De acordo com o secretário de Justiça, Valter Furtado Filho, o trabalho é um dos principais caminhos para a ressocialização.
“Eu acredito que não existe ressocialização sem trabalho. Essa iniciativa oferece dignidade e oportunidade para que essas mulheres saiam daqui com uma profissão e preparadas para o mercado de trabalho”, afirmou.
Segundo ele, o projeto deverá ser ampliado para outras unidades prisionais do estado, inclusive no interior, garantindo que mais pessoas privadas de liberdade tenham acesso à qualificação profissional e oportunidade de renda.
A oficina será responsável pela produção de uniformes escolares para a rede estadual de ensino, contribuindo para a redução de custos para o governo e fortalecendo a política de reinserção social por meio do trabalho.
O presidente da Fundação Nova Chance, Winkler de Freitas Teles, explicou que o projeto prevê a fabricação inicial de 110 mil peças de vestuário em um período de seis meses, além da possibilidade de expansão para outras demandas, como uniformes para creches, unidades de saúde e órgãos públicos.
Ele destacou que a iniciativa reúne os principais pilares da ressocialização. “Para existir, de fato, a ressocialização, precisamos de trabalho, estudo, religião e família. Aqui, as mulheres terão capacitação profissional, remuneração e também a remissão de pena, o que fortalece a reconstrução da vida delas e de suas famílias”, disse Winkler.
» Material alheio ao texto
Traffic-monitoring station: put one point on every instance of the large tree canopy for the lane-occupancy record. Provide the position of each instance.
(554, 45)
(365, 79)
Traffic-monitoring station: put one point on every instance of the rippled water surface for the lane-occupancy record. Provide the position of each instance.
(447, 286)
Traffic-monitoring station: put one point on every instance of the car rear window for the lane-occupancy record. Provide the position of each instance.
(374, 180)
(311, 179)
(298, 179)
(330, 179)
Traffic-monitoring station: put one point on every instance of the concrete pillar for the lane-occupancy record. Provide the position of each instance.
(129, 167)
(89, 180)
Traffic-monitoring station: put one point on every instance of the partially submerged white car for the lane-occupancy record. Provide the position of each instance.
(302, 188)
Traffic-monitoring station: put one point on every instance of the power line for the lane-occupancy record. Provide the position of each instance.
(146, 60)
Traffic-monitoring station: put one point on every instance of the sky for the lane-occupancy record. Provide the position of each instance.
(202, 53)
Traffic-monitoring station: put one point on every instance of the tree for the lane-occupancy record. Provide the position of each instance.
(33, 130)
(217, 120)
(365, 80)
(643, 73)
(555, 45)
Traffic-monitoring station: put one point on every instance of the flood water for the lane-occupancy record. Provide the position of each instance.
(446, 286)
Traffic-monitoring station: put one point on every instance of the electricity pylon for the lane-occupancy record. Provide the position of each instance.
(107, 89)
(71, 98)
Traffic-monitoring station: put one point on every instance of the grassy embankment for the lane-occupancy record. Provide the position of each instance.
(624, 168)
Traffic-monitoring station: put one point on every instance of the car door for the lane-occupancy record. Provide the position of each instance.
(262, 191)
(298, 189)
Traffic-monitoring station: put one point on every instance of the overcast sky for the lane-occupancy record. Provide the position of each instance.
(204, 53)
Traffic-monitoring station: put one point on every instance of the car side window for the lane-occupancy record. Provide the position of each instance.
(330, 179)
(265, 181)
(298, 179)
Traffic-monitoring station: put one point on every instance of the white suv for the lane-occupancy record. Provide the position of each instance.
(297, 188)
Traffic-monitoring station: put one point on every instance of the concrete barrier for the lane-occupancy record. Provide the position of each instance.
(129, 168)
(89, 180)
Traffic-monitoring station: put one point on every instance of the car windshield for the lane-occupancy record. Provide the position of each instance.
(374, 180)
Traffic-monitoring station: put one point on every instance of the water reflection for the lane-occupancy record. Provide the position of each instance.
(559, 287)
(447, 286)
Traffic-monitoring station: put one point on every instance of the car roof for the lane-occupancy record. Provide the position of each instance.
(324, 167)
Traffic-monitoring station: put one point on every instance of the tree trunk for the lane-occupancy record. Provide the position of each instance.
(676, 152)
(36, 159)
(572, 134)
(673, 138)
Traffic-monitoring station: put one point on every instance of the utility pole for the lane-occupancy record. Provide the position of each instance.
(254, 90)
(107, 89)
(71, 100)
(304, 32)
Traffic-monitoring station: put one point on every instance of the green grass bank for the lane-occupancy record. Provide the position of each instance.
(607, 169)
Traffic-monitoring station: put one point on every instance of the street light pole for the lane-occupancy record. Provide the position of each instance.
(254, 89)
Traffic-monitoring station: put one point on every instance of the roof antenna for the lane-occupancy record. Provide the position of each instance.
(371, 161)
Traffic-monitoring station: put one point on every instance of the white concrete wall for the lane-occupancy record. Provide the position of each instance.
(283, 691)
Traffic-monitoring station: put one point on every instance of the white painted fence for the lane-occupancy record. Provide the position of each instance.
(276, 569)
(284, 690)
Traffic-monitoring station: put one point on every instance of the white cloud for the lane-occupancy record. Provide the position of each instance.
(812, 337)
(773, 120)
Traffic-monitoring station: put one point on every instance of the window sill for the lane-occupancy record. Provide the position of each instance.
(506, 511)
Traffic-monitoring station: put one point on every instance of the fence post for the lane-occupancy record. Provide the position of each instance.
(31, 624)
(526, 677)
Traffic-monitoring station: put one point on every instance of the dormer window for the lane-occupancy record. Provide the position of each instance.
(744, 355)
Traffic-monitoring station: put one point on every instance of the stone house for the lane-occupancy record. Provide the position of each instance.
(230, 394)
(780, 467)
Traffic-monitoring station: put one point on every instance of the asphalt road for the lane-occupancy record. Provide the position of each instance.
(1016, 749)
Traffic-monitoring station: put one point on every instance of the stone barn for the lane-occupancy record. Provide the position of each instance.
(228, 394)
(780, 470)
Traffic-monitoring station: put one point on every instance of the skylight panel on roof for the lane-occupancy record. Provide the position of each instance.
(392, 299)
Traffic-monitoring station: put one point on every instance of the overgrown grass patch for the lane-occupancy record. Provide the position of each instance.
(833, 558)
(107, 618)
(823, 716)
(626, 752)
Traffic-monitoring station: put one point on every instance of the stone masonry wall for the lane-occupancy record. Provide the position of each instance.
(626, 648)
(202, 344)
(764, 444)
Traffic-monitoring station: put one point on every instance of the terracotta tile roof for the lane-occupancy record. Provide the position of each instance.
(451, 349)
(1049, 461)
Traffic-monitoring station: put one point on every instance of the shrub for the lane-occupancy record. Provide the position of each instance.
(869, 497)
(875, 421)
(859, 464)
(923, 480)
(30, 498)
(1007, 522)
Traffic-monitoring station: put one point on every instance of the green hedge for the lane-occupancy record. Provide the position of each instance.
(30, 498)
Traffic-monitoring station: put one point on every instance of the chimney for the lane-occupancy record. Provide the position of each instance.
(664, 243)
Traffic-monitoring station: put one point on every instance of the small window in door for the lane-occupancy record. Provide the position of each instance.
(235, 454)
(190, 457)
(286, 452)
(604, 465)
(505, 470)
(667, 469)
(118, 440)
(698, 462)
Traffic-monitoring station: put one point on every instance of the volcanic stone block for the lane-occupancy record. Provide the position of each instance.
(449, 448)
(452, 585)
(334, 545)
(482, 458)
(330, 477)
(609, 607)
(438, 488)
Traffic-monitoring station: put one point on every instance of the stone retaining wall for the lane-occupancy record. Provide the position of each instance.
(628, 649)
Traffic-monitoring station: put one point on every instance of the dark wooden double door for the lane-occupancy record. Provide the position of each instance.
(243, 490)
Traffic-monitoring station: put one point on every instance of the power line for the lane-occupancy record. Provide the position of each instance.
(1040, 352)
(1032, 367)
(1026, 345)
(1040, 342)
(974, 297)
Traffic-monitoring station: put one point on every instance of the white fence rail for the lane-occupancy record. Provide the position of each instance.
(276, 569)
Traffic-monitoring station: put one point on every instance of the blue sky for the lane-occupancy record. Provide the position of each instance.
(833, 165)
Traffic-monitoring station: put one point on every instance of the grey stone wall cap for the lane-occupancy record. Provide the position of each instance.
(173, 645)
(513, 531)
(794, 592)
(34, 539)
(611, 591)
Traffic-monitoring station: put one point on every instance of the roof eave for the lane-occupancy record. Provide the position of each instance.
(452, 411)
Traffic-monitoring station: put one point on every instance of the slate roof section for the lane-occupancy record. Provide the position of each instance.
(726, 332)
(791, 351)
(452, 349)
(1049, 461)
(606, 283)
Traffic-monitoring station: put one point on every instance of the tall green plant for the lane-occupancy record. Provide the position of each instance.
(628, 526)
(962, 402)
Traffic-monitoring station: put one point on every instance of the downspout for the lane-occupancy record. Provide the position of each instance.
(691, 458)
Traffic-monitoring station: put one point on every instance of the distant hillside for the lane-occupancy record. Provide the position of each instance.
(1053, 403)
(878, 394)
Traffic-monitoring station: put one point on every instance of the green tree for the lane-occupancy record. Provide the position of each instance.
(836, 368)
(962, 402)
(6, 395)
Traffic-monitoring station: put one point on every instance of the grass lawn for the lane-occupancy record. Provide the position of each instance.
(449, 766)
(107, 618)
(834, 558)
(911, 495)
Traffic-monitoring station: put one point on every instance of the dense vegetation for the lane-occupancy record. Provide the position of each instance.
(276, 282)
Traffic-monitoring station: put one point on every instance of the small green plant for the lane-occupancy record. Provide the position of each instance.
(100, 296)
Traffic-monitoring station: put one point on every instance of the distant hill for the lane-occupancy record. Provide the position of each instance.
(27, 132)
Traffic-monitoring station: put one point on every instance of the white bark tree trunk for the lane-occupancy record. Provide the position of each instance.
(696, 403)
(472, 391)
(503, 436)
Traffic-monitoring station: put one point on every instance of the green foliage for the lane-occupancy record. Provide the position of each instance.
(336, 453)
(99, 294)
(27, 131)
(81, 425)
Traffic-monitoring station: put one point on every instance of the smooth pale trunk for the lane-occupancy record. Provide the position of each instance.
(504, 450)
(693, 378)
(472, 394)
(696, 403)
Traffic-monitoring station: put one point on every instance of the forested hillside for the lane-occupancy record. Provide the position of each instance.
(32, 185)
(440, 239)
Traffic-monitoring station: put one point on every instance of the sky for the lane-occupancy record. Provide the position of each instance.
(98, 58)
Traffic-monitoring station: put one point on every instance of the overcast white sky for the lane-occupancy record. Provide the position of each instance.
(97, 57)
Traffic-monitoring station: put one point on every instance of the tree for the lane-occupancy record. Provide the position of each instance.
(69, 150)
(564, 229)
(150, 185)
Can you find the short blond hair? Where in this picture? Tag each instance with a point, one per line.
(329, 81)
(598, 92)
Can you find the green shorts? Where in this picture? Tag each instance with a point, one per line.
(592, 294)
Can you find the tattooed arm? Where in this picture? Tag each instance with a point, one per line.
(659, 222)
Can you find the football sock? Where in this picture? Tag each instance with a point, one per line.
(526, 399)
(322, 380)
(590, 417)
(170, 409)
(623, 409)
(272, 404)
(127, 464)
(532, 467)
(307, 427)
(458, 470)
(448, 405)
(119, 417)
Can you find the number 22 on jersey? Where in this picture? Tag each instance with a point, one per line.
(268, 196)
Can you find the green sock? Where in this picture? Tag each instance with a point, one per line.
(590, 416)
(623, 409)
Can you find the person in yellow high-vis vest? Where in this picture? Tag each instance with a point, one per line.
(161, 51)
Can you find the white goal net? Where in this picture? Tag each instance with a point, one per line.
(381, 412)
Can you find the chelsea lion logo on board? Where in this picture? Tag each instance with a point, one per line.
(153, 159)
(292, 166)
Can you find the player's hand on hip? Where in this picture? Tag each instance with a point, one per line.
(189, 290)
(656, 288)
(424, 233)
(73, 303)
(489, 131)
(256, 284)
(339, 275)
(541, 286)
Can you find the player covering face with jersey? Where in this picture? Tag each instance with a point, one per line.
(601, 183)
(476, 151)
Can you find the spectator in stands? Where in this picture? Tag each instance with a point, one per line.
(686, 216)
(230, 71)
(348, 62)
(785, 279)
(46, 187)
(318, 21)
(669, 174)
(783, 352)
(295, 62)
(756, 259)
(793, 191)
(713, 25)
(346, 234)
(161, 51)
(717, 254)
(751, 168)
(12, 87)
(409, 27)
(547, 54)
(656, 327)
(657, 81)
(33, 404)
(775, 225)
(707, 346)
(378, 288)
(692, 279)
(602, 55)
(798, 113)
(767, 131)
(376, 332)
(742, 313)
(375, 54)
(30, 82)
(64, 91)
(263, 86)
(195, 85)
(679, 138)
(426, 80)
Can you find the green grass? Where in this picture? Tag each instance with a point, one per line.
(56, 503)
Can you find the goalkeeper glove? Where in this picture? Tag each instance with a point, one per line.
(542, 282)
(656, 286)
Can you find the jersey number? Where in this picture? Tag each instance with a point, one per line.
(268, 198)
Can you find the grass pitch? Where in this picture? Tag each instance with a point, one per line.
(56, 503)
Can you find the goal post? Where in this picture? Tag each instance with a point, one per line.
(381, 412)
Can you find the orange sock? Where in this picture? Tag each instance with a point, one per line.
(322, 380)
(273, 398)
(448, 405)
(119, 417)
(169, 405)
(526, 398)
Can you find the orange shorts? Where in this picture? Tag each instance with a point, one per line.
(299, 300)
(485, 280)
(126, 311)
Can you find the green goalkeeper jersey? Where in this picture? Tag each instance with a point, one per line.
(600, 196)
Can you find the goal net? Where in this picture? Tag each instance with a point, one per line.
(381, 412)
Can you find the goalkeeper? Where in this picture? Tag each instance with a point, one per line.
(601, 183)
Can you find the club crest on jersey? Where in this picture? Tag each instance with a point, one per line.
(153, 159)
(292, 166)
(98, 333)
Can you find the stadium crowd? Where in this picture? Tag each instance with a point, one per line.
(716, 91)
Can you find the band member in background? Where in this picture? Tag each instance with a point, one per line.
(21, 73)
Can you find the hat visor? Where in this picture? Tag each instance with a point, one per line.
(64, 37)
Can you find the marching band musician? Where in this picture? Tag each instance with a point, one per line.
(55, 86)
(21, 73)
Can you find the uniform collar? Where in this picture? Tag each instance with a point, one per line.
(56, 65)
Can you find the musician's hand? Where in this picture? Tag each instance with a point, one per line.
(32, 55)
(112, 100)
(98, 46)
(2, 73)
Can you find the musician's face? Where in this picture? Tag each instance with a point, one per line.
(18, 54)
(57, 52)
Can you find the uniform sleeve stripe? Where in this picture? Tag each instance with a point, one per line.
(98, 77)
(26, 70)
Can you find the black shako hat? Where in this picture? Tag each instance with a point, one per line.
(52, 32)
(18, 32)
A procuradora de Justiça do Ministério Público de Mato Grosso (MPMT), Josane Carvalho, destacou que a qualificação profissional é uma ferramenta essencial para transformar vidas e fortalecer a reinserção social.
Ela ressaltou que a maioria das mulheres privadas de liberdade é composta por mães e que a oportunidade de trabalho e capacitação contribui diretamente para a reconstrução dos vínculos familiares e para a redução da reincidência criminal.
A diretora da Penitenciária Feminina, Keily Marques, ressaltou que a oficina representa a realização de um sonho e abre novas perspectivas para as mulheres que desejam mudar de vida.
“Estamos oportunizando capacitação e certificação para que elas possam, quando saírem do cárcere, reintegrar-se à sociedade de forma digna, com uma profissão e condições de sustentar suas famílias”, destacou.
Ela explicou que a participação no projeto é voluntária e que as primeiras 20 reeducandas certificadas atuarão como multiplicadoras, auxiliando na formação de novas participantes.
Uma das beneficiadas pelo curso, a reeducanda Renata dos Santos, de 39 anos, afirmou que a capacitação representa uma nova chance de recomeço e de construção de um futuro diferente.
“Saindo daqui, é muito importante já ter aprendido uma profissão. A gente passa a ter uma oportunidade de trabalhar lá fora, de seguir um caminho melhor e não voltar mais para um lugar desse. Eu pretendo continuar na costura e construir uma nova história”, relatou.